I coached my 8-year-old son Jonathan’s basketball team this winter. Lest you take this as proof of my coaching prowess, I share with you in its entirety, the transcript of my “job interview” with the guy who runs the third grade basketball program:

Guy who runs third grade basketball program: “Do you have a son in the third grade?”

Me: “Yes.”

GWRTGBP: “Have you ever been convicted of a felony?”

Me: “No.”

GWRTGBP: “Practice starts Saturday; pick up your uniforms and whistle at the front door.”

With that settled, and still giddy in the knowledge that I had survived the grueling vetting process, I drove home thinking about how to structure our practices.

If you’re not familiar with basketball as played by 8-years-olds, I can tell you first hand that it has a tendency not to resemble the real thing. The problem, I discovered, is that the ball itself holds so much fascination, that the kids do nothing but chase after it, each hoping to get his hands on the magical orb.

As a practical matter therefore, the 8-year-old game involves little real teamwork, and instead, leaves onlookers with the vague impression that they’ve happened upon a contentious, five-way custody battle among competing relatives.

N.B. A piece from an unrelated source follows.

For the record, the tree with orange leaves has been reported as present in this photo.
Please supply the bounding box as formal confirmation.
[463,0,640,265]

Luckily, however, I came up with what turned out to be a pretty good idea: I told the kids that they were not allowed to dribble (bounce) the ball. Five on five, full court basketball, and the only way you could advance the ball was to pass it to someone else.

This had a number of immediate, positive effects:

  1. The kids became aware of the other players. If you’re going to pass, you need to see where your teammates are, so they all started picking their heads up and looking around.
  1. The kids spread out on the court. Knowing that once you got the ball you’d be frozen in place, there was no point in running over to the kid with possession. Instead, positioning yourself to receive a pass became the best strategy.
  1. The kids worked together. With dribbling off the table, even the best player on the team couldn’t do much by himself. Teamwork became a necessity.

You’ll be pleased to know that the story has a happy ending. After six weeks of practice, we played our two-game season last Saturday. We won comfortably in both instances, largely because the kids on our team succeeded in moving the ball around so well. (Oh yeah, and because I slipped $20 to the referee at halftime, but I’m not proud of that.)

“So what,” you say? Hang on, there is a newsletter connection.

In the game of newsletters, the “ball” (i.e. the fascinating thing responsible for endless distraction) is design. People get so excited about how things are going to look that they tend to forget about the content. Here too, this often leads to an end product that is painful to watch.

That’s why – and regardless of how long the newsletter in question has been in existence – we make sure to separate the writing process from the design and layout process. The procedure is always the same:

  1. Write the newsletter and all of its ancillary sections in a single MS Word (or whatever) document.
  1. Make changes, edits, etc. to the document until you’re pretty much satisfied with the final product.
  1. Then (and only then) drop the content into the design.

Bottom Line: It’s fine to make tweaks and small text adjustments within the final design. That said, if you try to edit – or God forbid, write – from in there, you’re likely to be so distracted by appearances that you’ll end up with inferior content.

Instead, I recommend first shaping the content to your satisfaction, and then, marrying it with your well done design. Don’t make me blow my whistle at you.